Il ne faut pas oublier, enfin, le rôle des élus locaux pour impulser et fédérer, aux côtés d’autres partenaires institutionnels (services de l’Etat, Caisses d’allocations familiales, associations), des entreprises relevant de la coéducation sur les territoires qu’ils administrent. Il leur revient en tout premier lieu de réussir à mettre chaque ville à la hauteur des enfants mais aussi des familles, et d’associer les uns et les autres à la définition de son devenir. Il leur revient aussi de faire des choix budgétaires et politiques privilégiant les équipements scolaires, culturels, sportifs et de loisirs sur les dispositifs hostiles ou méfiants à l’égard des enfants et des jeunes. Mais il leur revient plus encore, aujourd’hui, on l’ a dit, de promouvoir des dynamiques de projet éducatif local et global afin d’encourager puis de co-animer la mise en réseau des ressources éducatives – qu’elles soient parentales, publiques ou associatives – disponibles sur le territoire de la commune ou de l’inter-communalité.
Pour peu qu’elle s’ouvre à l’expertise dont disposent les parents sur leur condition parentale, et qu’elle donne aussi aux enfants et aux jeunes l’occasion de s’exprimer sur des décisions qui les concernent, la table ronde des coéducateurs réunie pour concevoir, mettre en œuvre et évaluer conjointement un tel projet éducatif à l’échelle de leurs territoires de vie et d’action contribuera utilement, et sur la durée, à coordonner l’ensemble des acteurs, des temps et des espaces éducatifs.

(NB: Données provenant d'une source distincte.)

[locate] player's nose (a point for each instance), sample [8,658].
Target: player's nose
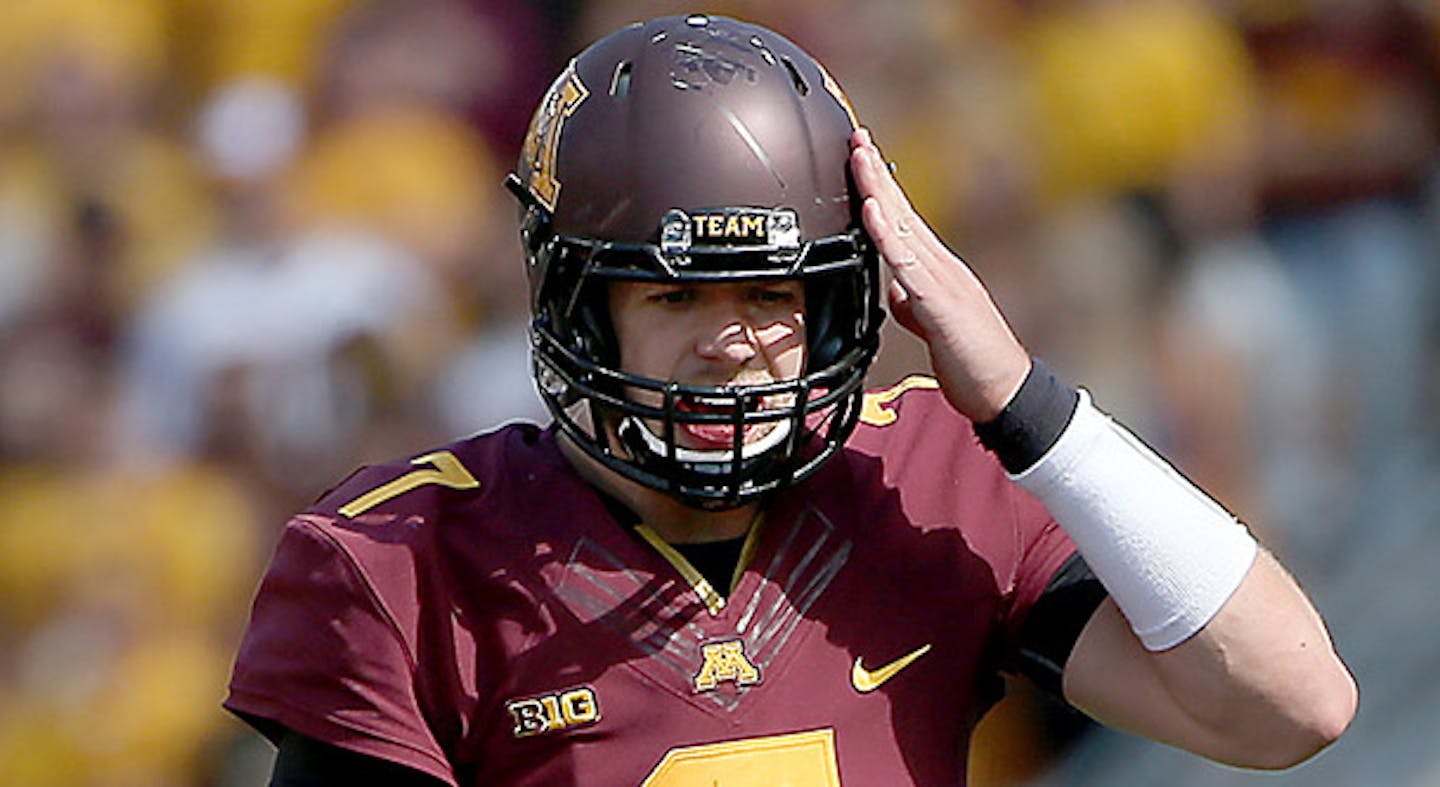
[727,338]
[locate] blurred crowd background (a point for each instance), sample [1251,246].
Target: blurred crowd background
[246,245]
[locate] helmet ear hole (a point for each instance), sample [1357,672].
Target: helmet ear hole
[619,82]
[801,87]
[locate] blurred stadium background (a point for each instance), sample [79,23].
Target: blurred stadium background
[248,245]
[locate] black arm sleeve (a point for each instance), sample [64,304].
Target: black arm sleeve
[1056,622]
[304,761]
[1033,420]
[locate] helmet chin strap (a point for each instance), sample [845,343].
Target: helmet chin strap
[702,461]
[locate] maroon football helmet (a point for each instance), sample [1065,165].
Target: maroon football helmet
[696,148]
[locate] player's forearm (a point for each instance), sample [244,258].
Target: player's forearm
[1262,681]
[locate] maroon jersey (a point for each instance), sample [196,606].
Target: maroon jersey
[478,615]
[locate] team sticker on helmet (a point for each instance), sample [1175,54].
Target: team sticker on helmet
[730,226]
[543,140]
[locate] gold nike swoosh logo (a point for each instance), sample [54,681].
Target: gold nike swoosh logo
[870,679]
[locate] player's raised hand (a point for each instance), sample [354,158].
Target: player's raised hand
[938,297]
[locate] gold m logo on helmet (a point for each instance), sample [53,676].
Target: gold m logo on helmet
[725,661]
[543,140]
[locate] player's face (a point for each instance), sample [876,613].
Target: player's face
[710,334]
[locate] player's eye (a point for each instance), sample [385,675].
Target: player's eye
[776,294]
[673,295]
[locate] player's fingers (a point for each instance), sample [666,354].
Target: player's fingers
[906,256]
[874,179]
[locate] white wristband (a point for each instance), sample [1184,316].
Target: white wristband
[1168,553]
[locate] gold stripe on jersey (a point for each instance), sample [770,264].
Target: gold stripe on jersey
[873,409]
[445,471]
[707,593]
[714,602]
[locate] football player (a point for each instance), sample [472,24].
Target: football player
[726,563]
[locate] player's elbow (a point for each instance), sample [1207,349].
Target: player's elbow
[1312,725]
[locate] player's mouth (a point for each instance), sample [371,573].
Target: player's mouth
[714,435]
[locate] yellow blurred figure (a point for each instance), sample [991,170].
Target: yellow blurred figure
[1126,92]
[414,174]
[231,39]
[123,593]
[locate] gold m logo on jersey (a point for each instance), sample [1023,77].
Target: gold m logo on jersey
[555,711]
[543,140]
[725,661]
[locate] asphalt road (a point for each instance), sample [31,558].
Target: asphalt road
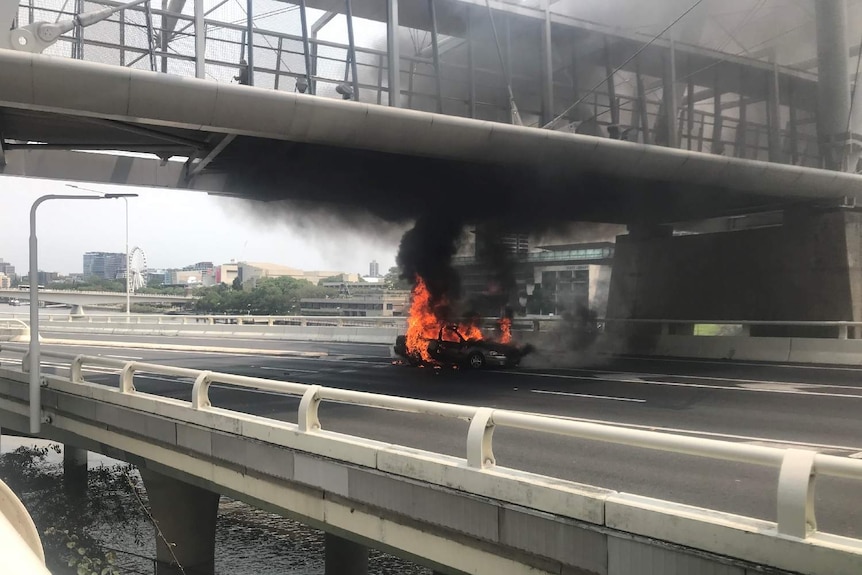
[814,407]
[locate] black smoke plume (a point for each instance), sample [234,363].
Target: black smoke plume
[426,250]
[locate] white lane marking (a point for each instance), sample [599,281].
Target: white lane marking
[739,362]
[287,369]
[696,385]
[588,395]
[748,438]
[716,378]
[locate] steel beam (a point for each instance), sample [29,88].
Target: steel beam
[689,114]
[249,23]
[612,92]
[774,117]
[833,87]
[351,48]
[742,126]
[717,146]
[393,52]
[436,55]
[306,49]
[200,40]
[641,104]
[547,67]
[669,97]
[471,65]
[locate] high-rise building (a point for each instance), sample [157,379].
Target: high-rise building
[105,265]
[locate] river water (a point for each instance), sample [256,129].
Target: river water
[249,541]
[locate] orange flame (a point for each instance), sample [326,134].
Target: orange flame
[505,330]
[426,319]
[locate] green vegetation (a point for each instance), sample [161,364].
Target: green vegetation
[69,527]
[271,296]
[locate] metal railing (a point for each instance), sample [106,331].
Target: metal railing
[797,468]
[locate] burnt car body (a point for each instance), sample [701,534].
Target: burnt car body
[468,353]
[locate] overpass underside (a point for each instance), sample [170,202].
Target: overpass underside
[660,137]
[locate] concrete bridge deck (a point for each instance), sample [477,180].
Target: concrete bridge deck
[454,514]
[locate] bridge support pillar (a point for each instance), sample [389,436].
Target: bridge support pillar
[808,269]
[345,557]
[186,516]
[74,472]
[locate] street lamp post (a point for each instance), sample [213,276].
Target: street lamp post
[128,255]
[35,369]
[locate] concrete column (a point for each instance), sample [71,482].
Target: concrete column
[186,516]
[345,557]
[833,85]
[74,472]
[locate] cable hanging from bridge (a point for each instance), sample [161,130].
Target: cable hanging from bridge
[513,107]
[552,123]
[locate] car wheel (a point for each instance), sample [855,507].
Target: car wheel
[476,360]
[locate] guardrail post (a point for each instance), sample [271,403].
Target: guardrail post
[200,391]
[76,369]
[480,448]
[308,420]
[796,494]
[127,378]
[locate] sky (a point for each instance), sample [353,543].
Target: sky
[175,228]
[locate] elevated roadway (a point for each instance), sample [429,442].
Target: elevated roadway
[82,298]
[400,162]
[807,407]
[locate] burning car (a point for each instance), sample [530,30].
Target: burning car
[450,348]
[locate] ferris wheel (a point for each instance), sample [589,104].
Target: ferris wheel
[137,268]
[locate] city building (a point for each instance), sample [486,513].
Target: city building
[250,272]
[227,273]
[550,280]
[183,278]
[104,265]
[7,269]
[384,304]
[46,278]
[358,299]
[156,278]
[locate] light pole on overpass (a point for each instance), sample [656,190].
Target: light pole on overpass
[128,255]
[35,369]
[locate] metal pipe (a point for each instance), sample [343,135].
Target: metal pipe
[35,368]
[393,52]
[200,40]
[351,49]
[436,52]
[249,17]
[306,49]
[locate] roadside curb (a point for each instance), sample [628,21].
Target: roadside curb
[180,347]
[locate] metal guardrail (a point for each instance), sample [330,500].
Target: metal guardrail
[798,468]
[519,323]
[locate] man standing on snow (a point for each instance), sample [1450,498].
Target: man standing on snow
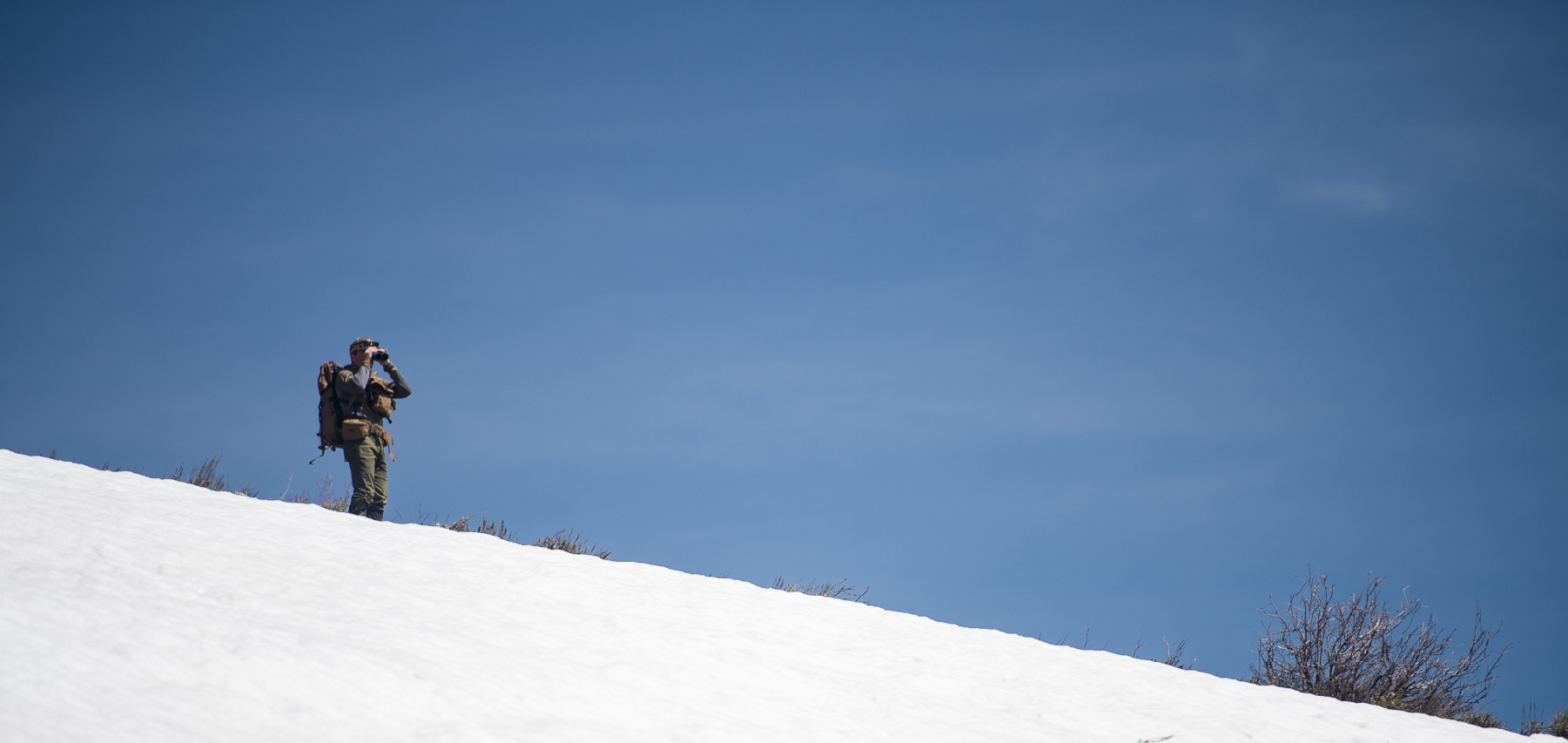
[366,402]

Pour autant, la coéducation n’est pas un objectif en soi. Elle ne doit pas devenir non plus la version réactualisée mais instrumentalisée d’une forme de coalition éducative, dotée d’atours trompeurs et séduisants, qui viendrait se mettre au service d’une approche sécuritaire des questions que pose aujourd’hui la crise des modèles et des finalités de l’éducation, notamment familiale.
La coéducation n’est, bien au contraire, rien d’autre qu’une méthode exigeante, stimulante et authentiquement démocratique, enracinée dans une éthique des pratiques. C’est une façon d’être et d’agir ensemble dont les parents et les acteurs institutionnels et politiques de l’éducation décident de se doter pour fournir aux enfants la preuve visible et concrète qu’il leur est possible de s’installer autour de la table où leur présent se parle et où leur avenir se dessine, et de les inviter, le moment venu, à y prendre place.
Au moyen mais au-delà, aussi, de leurs « projets familles » et de leurs « projets d’animation globale », nombre de centres sociaux et socio-culturels font vivre leurs projets sociaux autour de telles perspectives, éthiques et méthodologiques. Il convient donc de mettre ces perspectives en lumière et en débat pour mieux en mesurer les enjeux et les potentialités, au triple carrefour de la condition parentale, de la coéducation et du développement social durable.